Physical properties and band structure of reactive molecular beam epitaxy grown oxygen engineered HfO$_{2\pm x}$

TL;DR

This study investigates how oxygen vacancies in HfO₂ thin films grown by reactive MBE affect their structure, band gap, conductivity, and magnetic properties, revealing tunable electronic features without ferromagnetism.

Contribution

It provides detailed insights into the structural and electronic modifications of HfO₂ due to oxygen engineering during MBE growth, highlighting the formation of defect bands and tunable resistivity.

Findings

Band gap decreases by over 1 eV with more oxygen vacancies.

High vacancy concentrations lead to defect bands and p-type conductivity.
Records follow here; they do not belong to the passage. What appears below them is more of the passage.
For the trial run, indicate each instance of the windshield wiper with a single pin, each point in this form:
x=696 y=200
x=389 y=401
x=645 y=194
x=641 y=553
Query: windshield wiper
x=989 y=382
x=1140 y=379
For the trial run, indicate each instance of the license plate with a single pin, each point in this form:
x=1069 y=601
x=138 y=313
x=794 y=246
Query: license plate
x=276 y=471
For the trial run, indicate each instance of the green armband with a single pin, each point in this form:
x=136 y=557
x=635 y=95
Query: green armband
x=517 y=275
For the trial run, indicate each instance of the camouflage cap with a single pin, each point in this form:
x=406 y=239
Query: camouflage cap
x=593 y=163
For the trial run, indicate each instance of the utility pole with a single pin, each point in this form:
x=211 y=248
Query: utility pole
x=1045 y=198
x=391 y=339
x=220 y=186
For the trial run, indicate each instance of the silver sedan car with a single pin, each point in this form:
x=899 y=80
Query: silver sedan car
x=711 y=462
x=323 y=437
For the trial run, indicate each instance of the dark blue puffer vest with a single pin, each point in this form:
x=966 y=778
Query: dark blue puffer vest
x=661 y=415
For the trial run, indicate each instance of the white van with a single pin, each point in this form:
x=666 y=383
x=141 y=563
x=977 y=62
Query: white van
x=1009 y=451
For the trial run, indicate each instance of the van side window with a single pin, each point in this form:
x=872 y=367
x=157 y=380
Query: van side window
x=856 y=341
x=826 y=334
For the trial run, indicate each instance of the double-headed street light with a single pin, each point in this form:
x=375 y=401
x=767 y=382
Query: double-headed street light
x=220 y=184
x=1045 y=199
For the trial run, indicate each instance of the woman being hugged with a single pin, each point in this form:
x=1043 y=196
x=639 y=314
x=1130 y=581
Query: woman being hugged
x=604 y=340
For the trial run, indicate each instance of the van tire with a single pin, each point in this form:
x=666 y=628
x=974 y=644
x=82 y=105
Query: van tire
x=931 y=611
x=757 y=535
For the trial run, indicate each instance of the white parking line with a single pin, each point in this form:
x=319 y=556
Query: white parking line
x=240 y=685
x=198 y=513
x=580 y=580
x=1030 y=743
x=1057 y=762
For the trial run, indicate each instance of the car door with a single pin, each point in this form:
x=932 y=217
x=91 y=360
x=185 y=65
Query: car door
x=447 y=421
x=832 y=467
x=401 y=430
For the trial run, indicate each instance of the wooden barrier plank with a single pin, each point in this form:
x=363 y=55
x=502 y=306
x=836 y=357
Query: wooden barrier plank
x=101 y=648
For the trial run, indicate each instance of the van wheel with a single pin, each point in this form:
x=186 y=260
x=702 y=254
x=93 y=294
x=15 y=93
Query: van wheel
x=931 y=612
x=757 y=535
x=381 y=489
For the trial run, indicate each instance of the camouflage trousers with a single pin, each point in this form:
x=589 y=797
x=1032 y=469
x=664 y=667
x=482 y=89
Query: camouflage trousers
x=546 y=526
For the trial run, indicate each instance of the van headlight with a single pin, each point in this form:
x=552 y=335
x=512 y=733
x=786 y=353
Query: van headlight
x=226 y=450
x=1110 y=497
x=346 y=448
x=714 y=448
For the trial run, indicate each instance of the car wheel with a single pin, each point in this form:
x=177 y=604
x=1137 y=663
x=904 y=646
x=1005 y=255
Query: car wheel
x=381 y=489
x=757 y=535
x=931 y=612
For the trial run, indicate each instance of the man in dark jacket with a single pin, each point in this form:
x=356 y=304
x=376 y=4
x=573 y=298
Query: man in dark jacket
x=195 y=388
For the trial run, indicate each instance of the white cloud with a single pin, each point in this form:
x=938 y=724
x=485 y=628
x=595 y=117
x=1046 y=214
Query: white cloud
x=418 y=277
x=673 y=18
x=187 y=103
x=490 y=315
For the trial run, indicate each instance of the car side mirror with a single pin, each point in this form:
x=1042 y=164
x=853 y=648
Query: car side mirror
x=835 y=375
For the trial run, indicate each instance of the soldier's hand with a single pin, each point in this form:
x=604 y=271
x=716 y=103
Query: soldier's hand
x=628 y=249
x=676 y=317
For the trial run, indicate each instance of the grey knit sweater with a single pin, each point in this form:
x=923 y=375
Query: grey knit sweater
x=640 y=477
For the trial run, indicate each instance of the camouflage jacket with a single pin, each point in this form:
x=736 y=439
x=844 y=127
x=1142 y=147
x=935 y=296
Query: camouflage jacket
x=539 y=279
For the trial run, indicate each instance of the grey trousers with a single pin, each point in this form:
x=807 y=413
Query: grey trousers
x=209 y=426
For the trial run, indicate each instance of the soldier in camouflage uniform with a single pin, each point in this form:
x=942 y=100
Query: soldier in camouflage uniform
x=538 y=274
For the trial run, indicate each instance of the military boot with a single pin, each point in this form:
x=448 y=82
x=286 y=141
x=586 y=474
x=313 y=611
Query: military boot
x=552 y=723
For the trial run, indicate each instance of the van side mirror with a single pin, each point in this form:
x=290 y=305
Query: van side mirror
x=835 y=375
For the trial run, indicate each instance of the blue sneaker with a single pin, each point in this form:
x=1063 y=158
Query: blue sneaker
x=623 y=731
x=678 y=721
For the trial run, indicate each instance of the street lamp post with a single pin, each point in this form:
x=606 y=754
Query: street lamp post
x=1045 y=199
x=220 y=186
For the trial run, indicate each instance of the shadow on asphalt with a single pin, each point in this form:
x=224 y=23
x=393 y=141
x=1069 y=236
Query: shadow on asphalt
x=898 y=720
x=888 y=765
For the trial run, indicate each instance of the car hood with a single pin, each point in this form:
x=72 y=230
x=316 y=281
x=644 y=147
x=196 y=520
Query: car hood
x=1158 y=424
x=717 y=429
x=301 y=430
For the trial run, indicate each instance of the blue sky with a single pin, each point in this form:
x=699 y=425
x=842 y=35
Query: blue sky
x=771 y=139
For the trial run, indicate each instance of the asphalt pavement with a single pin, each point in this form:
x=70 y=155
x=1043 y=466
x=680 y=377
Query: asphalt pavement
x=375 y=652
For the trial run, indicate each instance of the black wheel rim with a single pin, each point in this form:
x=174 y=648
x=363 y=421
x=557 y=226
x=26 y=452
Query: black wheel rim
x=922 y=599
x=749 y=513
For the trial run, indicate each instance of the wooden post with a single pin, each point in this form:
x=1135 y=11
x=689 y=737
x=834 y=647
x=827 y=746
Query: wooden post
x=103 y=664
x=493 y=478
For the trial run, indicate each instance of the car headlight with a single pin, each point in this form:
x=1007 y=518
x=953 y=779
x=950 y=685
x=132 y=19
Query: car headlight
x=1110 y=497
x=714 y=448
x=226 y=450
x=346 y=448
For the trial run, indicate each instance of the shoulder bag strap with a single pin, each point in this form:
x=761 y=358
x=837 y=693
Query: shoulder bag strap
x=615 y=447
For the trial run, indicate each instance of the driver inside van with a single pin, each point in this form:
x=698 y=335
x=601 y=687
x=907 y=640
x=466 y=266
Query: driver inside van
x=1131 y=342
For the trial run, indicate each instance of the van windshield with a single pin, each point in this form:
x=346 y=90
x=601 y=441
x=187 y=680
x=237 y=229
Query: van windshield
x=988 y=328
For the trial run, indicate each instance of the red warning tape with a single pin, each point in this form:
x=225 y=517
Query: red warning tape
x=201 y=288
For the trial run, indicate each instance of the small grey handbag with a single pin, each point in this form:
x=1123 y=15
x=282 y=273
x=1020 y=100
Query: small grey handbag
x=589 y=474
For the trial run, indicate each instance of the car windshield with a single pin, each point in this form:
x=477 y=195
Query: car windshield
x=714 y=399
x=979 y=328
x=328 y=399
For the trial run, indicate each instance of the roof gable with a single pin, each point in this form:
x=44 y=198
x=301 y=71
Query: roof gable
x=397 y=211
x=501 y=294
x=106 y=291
Oxygen vacancies do not induce ferromagnetic behavior.

Abstract

We have conducted a detailed thin film growth structure of oxygen engineered monoclinic HfO$_{2\pm x}$ grown by reactive molecular beam epitaxy (MBE). The oxidation conditions induce a switching between ($\bar{1}11$) and (002) texture of hafnium oxide. The band gap of oxygen deficient hafnia decreases with increasing amount of oxygen vacancies by more than 1 eV. For high oxygen vacancy concentrations, defect bands form inside the band gap that induce optical transitions and $p$-type conductivity. The resistivity changes by several orders of magnitude as a function of oxidation conditions. Oxygen vacancies do not give rise to ferromagnetic behavior.